Lorenzo Sonego ha iniziato la nuova stagione in maniera piuttosto brillante, sconfiggendo in due set Rei Sakamoto al debutto nell’ATP 250 di Hong Kong e inaugurando nel migliore dei modi la sua collaborazione con Vincenzo Santopadre (che è diventato il suo coach principale dopo la separazione da Fabio Colangelo). Il 2026 sarà un anno molto importante per il giocatore torinese, che ha idealmente cominciato la seconda parte della sua carriera e ha bisogno di aggiungere nuove soluzioni al suo gioco per diventare più competitivo. Lo scorso anno è stato caratterizzato da troppi alti e bassi, motivo per cui la ricerca della continuità sarà uno degli elementi più importanti nei prossimi mesi.

In conferenza stampa dopo il suo match d’esordio a Hong Kong, il tennista piemontese ha riflettuto sul momento d’oro che sta attraversando il movimento italiano: “Ogni giocatore spinge gli altri a tirare fuori il meglio di sé e possiamo contare su un esempio come Jannik Sinner, il miglior giocatore al mondo insieme a Carlos Alcaraz. Vogliamo realizzare anche noi qualcosa di davvero speciale. Mi alleno spesso con Lorenzo Musetti e giochiamo il doppio assieme qui a Hong Kong, il che è un ottimo modo per migliorare il proprio gioco. Ci sono tantissimi azzurri nella Top 100 in questo momento ed è fantastico.”
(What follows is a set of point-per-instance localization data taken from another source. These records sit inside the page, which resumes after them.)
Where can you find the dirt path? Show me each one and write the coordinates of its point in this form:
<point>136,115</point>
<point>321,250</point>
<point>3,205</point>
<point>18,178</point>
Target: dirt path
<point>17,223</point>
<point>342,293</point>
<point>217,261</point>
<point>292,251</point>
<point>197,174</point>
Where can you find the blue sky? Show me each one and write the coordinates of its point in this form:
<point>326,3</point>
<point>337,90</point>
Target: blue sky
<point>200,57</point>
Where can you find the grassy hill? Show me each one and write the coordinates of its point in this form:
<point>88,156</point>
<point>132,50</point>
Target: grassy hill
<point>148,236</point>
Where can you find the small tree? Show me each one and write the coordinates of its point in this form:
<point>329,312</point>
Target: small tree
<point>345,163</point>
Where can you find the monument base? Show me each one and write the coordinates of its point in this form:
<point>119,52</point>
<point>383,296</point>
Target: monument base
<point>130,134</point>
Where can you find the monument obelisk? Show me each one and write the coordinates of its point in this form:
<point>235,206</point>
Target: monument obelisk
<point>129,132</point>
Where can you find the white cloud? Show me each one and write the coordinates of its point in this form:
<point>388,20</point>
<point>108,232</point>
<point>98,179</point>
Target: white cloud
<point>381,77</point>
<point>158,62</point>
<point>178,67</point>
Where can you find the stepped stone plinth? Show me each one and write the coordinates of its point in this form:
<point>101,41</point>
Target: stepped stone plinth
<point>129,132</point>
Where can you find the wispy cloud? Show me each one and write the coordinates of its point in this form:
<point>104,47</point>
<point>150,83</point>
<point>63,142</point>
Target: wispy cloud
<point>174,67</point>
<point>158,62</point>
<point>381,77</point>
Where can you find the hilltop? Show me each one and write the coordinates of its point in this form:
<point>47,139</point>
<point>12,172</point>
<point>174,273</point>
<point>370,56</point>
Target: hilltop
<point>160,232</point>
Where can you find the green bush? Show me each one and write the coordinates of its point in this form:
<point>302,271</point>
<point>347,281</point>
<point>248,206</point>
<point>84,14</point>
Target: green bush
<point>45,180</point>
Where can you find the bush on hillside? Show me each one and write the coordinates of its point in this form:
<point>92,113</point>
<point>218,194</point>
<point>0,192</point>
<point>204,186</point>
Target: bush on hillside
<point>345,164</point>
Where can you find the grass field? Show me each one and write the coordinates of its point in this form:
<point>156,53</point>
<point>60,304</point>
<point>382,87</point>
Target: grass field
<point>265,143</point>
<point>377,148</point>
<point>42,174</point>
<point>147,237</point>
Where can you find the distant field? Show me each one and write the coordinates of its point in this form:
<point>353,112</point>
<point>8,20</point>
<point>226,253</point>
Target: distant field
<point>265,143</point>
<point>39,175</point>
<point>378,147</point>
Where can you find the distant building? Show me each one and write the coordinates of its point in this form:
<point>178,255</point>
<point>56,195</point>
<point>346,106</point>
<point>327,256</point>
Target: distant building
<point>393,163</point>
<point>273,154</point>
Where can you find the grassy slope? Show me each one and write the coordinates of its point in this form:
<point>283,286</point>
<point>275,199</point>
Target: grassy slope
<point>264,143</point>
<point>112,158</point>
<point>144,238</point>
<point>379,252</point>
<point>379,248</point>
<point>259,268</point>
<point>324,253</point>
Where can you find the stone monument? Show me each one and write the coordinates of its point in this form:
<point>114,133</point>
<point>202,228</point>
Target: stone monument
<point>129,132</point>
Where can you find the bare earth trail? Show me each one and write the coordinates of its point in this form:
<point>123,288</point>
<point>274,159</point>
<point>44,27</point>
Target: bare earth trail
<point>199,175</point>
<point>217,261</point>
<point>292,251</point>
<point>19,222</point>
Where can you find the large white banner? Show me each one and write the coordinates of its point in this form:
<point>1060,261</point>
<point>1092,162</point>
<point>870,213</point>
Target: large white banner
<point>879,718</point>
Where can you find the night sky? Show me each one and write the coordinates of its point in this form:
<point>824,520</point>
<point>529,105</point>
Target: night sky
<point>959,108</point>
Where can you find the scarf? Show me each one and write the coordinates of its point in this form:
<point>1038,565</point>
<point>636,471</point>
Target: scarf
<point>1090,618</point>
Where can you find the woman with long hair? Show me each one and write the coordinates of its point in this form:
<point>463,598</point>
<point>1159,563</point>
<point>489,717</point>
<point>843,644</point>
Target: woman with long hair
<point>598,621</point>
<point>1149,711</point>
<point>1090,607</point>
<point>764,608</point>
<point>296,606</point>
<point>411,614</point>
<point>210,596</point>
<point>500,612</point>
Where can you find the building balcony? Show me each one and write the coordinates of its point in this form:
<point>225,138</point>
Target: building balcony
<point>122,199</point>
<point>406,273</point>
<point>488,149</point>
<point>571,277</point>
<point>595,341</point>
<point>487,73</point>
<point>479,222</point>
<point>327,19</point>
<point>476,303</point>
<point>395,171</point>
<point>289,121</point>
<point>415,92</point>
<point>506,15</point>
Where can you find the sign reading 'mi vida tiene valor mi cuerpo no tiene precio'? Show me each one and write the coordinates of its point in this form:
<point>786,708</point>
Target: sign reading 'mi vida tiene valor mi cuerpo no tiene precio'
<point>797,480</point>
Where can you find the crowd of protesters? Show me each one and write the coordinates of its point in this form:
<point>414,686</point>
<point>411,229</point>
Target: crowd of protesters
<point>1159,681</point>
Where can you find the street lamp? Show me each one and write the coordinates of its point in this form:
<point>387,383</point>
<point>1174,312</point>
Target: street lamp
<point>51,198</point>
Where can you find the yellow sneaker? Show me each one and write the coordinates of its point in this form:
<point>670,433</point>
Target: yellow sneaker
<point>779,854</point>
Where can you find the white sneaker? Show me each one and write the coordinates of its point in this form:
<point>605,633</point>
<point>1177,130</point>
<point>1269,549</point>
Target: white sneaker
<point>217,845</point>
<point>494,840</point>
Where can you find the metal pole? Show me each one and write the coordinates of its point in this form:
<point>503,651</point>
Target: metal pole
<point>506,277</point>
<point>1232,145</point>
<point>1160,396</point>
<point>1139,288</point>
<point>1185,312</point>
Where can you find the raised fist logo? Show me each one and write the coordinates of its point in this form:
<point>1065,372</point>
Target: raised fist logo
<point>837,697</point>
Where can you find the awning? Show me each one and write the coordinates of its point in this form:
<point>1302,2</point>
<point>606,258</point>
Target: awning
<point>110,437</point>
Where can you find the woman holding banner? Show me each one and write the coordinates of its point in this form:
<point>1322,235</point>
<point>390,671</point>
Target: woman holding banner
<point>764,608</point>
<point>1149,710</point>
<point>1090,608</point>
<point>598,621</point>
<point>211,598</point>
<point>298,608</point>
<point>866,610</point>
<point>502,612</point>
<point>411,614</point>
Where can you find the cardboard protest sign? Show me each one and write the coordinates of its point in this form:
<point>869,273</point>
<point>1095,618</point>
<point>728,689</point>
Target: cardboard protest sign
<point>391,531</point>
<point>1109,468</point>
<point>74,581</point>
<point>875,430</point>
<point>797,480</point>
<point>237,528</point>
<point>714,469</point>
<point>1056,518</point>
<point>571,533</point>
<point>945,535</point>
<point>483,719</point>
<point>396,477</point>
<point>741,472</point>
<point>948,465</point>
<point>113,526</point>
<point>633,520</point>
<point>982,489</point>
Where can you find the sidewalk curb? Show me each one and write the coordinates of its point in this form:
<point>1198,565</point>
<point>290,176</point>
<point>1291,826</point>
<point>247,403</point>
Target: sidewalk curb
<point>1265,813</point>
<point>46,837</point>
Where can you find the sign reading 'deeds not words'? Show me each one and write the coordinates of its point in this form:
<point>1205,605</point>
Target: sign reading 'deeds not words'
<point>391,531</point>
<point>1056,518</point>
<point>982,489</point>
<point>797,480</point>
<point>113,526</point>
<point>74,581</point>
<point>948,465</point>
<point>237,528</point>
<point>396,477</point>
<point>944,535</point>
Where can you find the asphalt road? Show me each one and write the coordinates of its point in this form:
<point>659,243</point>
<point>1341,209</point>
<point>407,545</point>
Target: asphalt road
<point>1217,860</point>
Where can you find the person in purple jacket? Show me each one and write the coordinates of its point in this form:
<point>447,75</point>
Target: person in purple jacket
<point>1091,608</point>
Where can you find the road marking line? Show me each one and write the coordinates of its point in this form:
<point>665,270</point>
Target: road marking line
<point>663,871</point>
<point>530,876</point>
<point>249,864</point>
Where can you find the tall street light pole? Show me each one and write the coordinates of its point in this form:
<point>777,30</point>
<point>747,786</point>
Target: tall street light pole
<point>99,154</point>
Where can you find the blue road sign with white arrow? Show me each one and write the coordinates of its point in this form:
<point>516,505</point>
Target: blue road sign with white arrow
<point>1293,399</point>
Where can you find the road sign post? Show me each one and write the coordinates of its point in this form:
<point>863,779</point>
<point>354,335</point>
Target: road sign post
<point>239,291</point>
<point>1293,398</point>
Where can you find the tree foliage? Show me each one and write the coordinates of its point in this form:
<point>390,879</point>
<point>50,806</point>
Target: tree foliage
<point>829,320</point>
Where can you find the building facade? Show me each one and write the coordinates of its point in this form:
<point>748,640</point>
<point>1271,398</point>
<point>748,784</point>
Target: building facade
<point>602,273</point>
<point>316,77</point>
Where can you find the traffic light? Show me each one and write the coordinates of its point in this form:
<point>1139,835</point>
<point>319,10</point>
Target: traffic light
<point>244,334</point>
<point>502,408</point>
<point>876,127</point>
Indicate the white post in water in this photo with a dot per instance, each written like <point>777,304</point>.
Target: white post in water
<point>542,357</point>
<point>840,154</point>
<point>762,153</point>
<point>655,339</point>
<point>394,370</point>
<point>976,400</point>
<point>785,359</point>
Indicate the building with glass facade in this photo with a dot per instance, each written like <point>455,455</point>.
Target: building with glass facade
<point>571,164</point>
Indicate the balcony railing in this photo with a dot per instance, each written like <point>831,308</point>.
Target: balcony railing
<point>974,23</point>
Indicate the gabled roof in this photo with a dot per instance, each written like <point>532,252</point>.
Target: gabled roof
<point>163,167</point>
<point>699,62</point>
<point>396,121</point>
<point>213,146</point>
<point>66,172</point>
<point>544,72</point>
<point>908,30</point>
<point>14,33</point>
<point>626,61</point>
Sonego si reca spesso presso la ‘Rafa Nadal Academy‘ a Manacor durante i periodi di allenamento: “Il complesso è stupendo ed è molto facile trovare altri tennisti di alto livello con cui poter scambiare. A ciò devo aggiungere la mia ammirazione verso Rafa, che considero il migliore di sempre come attitudine al gioco ed è anche per questo che appena posso vado nella sua struttura.” Il prossimo impegno di Lorenzo a Hong Kong non sarà dei più agevoli, visto che dall’altra parte della rete ci sarà il giovane talento Juncheng Shang.